The growing popularity of ETFs is "really due to a number of factors," said Gus Fleites, managing director for the advisory strategies group at State Street Global Advisors in Boston. But "first and foremost, they've benefited from the whole increased appetite among all investors for index-based investments."

In general, index investing has been gaining fans, as only 30 to 40 percent of actively managed mutual funds beat the S&P 500 index in any given time period. And index investing through ETFs has been gaining in particular because ETFs are more low-cost and tax- efficient than the lowest-cost index mutual fund.

In the decade since State Street Global Advisors created the first ETF to track the S&P 500 - nicknamed "Spider," or SPDR, for Standard & Poor's Depositary Receipt, with the ticker symbol SPY - the number of such index-based investments has grown to more than 100, according to the ICI. There are now "Cubes" (ticker QQQ) to mimic the Nasdaq 100 and "Diamonds" (ticker DIA) to follow the Dow Jones industrial average, as well as multiple international and sector offerings tracking a variety of indices. The latest entry in the burgeoning field: fixed-income funds.

Even Vanguard, the firm that created the first index mutual fund, has hopped on the ETF bandwagon, recently creating "Viper" shares, one version of which tracks the Wilshire 5000 index (ticker VTI), in direct competition with Vanguard's own Total Stock Market Index mutual fund.

Now, some investment firms, wanting to capture more of investors' dollars, are urging the Securities and Exchange Commission to approve actively managed ETFs, not just the passive kind that mimics a market index.

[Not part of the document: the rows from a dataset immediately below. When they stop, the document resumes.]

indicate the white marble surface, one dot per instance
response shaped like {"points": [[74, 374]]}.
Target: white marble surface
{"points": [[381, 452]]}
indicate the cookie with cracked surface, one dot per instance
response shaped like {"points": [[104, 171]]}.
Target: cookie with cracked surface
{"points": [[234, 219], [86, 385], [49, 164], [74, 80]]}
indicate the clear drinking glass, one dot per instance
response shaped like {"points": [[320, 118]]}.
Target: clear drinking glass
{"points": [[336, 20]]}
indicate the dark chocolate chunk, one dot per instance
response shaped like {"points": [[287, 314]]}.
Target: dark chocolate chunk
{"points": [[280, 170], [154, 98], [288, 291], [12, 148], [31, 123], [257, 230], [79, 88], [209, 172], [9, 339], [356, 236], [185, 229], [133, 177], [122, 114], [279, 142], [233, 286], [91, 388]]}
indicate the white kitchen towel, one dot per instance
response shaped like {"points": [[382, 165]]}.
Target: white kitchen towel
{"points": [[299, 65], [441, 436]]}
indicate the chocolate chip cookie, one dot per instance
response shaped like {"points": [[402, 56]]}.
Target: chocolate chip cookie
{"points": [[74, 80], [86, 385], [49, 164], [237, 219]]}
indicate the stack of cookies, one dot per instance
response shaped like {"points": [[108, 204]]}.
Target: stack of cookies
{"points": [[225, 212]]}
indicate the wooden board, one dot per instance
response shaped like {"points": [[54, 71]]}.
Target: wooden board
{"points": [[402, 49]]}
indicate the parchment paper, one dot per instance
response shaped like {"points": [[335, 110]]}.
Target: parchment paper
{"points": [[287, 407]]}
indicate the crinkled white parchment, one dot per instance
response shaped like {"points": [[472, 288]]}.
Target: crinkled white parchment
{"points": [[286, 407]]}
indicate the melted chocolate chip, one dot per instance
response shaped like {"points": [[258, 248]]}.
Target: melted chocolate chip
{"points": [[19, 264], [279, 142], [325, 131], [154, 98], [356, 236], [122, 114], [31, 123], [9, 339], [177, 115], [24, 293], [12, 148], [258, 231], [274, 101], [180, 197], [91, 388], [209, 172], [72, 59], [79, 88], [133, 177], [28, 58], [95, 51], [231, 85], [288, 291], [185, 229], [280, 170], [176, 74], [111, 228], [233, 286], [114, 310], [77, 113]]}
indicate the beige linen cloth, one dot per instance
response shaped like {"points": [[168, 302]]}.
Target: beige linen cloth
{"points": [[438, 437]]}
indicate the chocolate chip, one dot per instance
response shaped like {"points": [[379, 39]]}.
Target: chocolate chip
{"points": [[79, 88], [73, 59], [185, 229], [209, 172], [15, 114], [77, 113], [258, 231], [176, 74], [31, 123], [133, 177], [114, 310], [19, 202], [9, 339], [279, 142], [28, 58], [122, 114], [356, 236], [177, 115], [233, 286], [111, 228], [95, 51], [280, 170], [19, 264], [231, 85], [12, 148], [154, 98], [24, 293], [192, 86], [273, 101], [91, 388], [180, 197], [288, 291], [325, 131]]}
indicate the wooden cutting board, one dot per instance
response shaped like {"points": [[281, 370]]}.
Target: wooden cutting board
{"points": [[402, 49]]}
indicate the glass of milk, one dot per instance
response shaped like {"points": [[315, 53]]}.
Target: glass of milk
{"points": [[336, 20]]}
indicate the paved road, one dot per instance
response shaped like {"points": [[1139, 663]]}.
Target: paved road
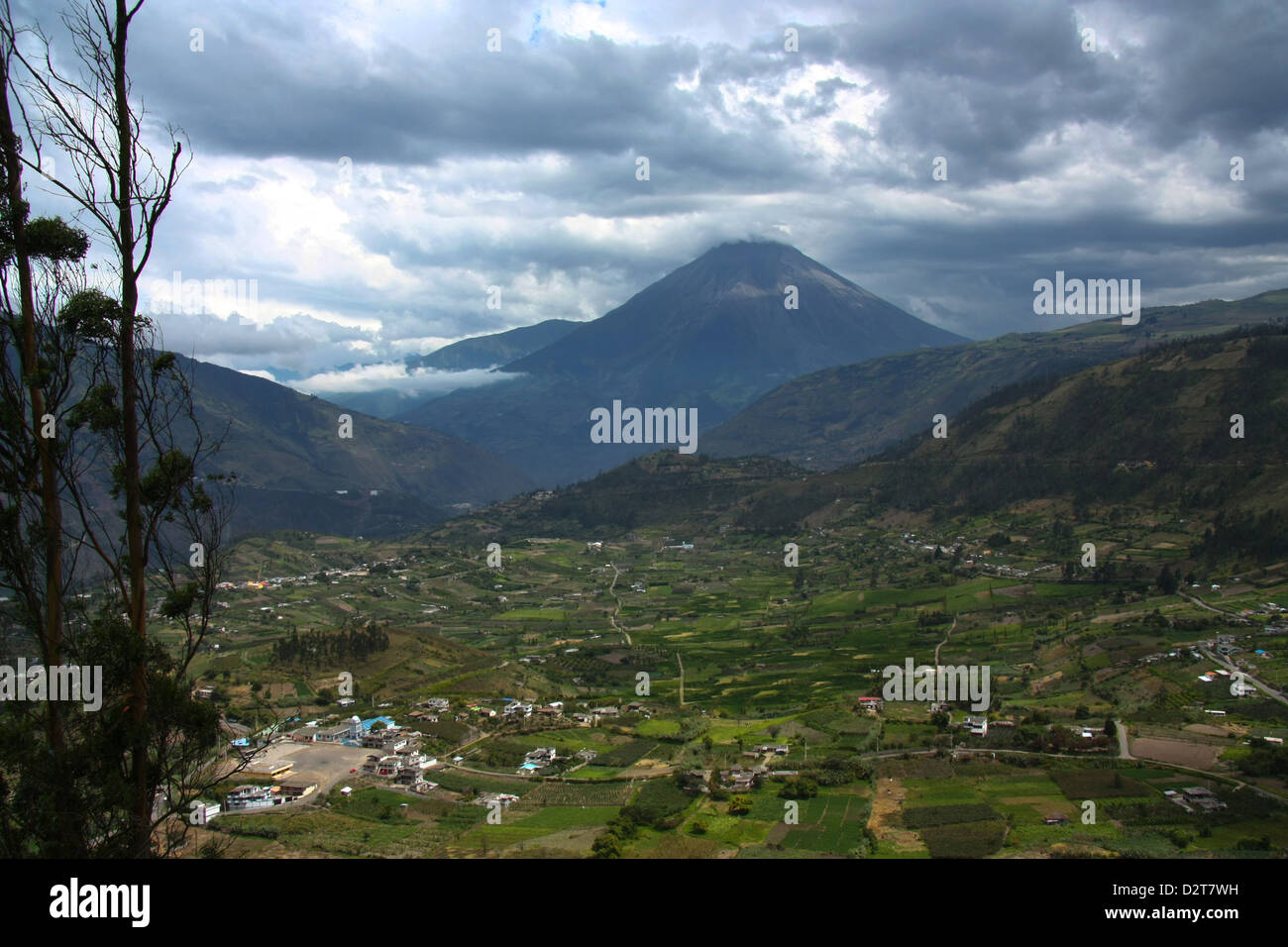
{"points": [[945, 641], [1260, 684], [1124, 753], [613, 616]]}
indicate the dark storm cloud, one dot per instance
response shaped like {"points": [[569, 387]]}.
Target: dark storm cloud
{"points": [[518, 167]]}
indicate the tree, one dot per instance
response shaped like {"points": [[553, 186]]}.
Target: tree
{"points": [[123, 428]]}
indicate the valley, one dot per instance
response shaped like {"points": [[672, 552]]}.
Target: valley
{"points": [[578, 644]]}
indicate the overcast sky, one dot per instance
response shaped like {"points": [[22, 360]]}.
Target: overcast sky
{"points": [[375, 167]]}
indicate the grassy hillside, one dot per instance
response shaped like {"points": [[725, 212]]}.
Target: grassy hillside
{"points": [[840, 415]]}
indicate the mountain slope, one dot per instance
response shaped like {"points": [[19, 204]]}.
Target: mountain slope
{"points": [[844, 414], [1150, 432], [290, 462], [498, 348], [711, 335], [477, 354]]}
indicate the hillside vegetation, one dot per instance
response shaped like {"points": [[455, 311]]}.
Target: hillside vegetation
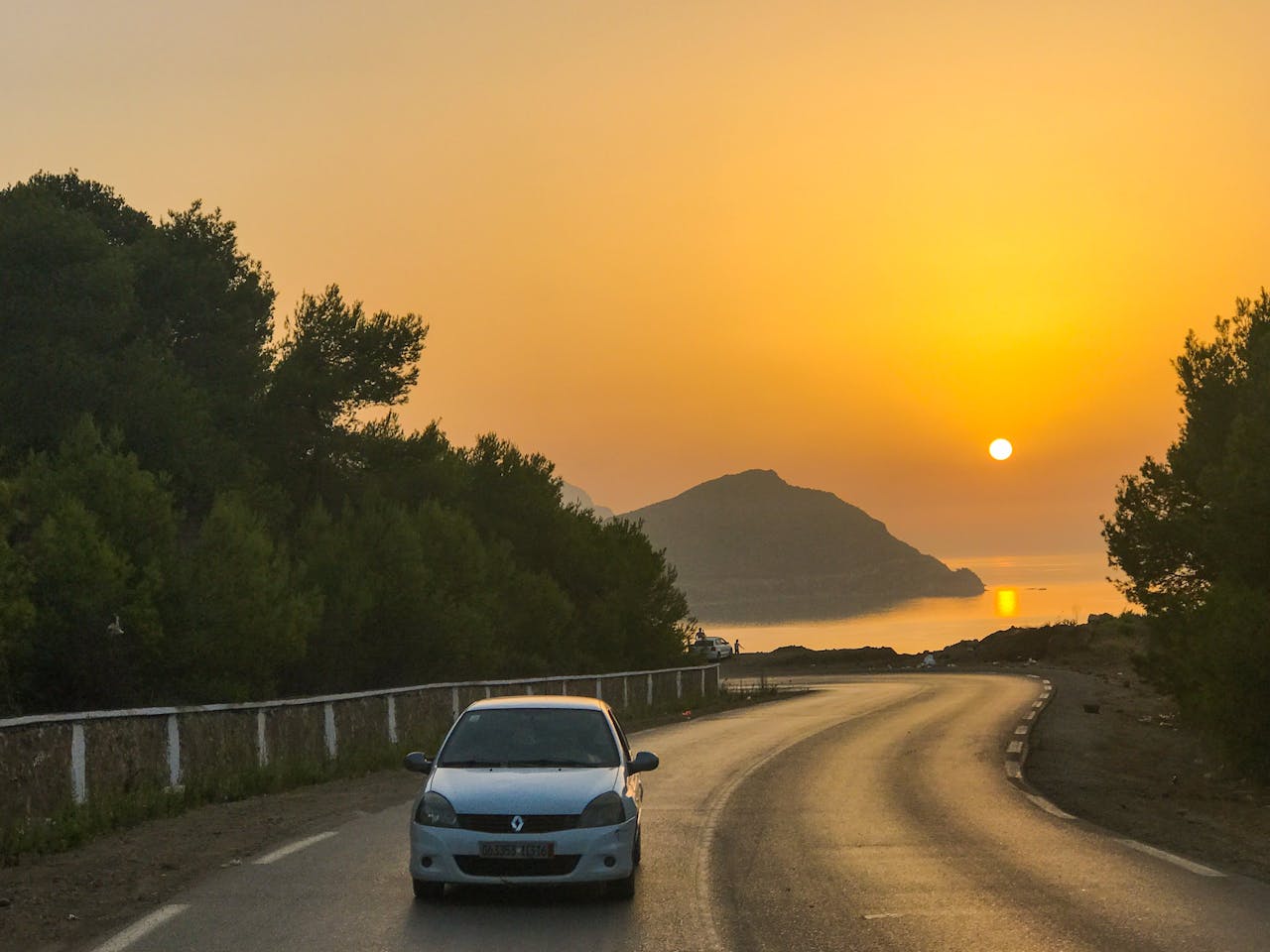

The SEC recently sought public comment on this but expressed concern over potential regulatory issues, such as conflicts of interest for actively managed ETF investment adviser and discriminatory treatment of different types of shareholders.

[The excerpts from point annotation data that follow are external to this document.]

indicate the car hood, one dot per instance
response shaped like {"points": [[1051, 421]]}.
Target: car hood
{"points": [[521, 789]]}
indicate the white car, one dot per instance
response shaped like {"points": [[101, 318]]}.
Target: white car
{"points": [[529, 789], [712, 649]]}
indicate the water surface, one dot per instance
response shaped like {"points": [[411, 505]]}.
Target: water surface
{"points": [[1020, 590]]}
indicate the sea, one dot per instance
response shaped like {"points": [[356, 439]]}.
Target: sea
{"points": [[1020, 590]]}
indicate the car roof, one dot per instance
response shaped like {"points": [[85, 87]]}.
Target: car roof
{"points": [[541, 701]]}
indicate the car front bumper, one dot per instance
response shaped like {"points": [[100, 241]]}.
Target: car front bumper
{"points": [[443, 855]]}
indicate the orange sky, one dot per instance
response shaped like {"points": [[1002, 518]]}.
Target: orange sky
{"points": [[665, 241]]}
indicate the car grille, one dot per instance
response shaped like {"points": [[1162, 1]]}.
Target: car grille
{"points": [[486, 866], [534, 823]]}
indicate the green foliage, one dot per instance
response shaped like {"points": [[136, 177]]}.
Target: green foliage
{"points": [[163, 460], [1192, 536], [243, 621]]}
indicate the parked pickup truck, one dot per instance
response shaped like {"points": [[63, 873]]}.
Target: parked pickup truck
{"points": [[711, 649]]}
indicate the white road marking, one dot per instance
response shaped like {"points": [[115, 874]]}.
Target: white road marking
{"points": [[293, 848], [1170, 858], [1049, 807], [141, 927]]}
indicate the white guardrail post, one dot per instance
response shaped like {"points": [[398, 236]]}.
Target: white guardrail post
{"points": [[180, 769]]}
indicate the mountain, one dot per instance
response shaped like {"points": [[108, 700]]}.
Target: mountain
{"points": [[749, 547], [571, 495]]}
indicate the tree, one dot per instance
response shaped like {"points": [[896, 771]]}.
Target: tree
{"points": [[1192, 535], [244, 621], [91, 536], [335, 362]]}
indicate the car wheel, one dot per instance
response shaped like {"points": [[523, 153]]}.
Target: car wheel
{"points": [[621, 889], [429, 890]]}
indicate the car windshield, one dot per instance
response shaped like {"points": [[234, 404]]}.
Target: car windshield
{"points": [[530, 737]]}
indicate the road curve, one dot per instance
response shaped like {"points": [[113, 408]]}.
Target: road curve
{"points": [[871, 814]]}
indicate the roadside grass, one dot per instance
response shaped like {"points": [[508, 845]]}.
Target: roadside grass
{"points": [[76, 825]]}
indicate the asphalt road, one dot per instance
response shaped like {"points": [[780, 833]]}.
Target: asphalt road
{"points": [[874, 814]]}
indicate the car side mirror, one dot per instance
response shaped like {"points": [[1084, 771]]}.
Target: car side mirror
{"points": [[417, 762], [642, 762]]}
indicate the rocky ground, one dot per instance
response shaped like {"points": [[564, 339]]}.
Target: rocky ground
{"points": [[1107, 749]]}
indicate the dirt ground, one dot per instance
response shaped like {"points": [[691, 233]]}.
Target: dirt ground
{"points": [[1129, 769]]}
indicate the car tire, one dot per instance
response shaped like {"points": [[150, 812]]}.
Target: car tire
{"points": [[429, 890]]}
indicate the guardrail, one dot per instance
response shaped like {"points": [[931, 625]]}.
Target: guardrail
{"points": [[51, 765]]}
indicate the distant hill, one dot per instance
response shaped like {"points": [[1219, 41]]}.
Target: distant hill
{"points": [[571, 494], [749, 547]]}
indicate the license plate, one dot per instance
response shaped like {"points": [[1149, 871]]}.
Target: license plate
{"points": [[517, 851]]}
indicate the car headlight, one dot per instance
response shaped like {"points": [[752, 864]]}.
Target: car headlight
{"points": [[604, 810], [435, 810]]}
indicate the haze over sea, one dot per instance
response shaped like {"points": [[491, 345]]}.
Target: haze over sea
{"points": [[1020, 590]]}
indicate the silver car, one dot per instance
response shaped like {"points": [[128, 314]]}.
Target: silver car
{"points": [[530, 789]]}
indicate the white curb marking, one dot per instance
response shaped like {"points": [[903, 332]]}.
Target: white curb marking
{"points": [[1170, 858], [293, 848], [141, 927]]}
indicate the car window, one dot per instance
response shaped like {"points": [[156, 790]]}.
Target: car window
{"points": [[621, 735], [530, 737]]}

Like index mutual funds, ETFs are lower cost and more tax efficient than actively managed mutual funds because there are no expenses for research and active trading of stocks. The manager of an index mutual fund or ETF basically buys and holds the stocks represented in the particular index.

ETFs also are more tax efficient than index mutual funds, because they don't need to sell underlying individual stocks and incur possible capital gains the way index mutual funds do when investors seek to sell shares. ETFs are structured so that sellers go to the stock market and find buyers for the ETF shares, without the need for the ETF manager to sell underlying stocks at possible capital gain. (ETFs may spin off taxable gains just like index mutual funds, however, whenever the underlying index changes and a stock must be sold.)

The investment can work for both buy-and-hold types and traders, for both large and small investors. If you're a small buy-and-hold investor and don't have the usual $3,000 minimum to open an index mutual fund account, you could start by buying 10 shares of Vanguard's Total Stock Market Vipers, trading at about $85 a share. You could go through a discount brokerage and usually pay as little as $10 to $30 for the trade.

But it can get expensive for the little guy when he tries to implement a dollar-cost averaging program of buying a small set- dollar amount in an ETF on a regular basis. Usually, such a dollar- cost averaging program directly through a no-load mutual fund is free, presuming you've met the minimum dollar amount to open an account. Trying to do that through an ETF means you'd have to pay a transaction cost every time you bought the set amount. So if you're investing only $100 a month, it can be too expensive to pay $10 to $30 per trade.

Williams, the Michigan art director, is a small buy-and-hold investor and has figured out a way that works for him. He's investing $320 a month in a variety of ETFs, paying $12 a month through an online brokerage called Share builder.com.

While that amounts to 3.75 percent of the amount he's investing, Williams says he doesn't mind. "I could squirt that away in late fees at the video store."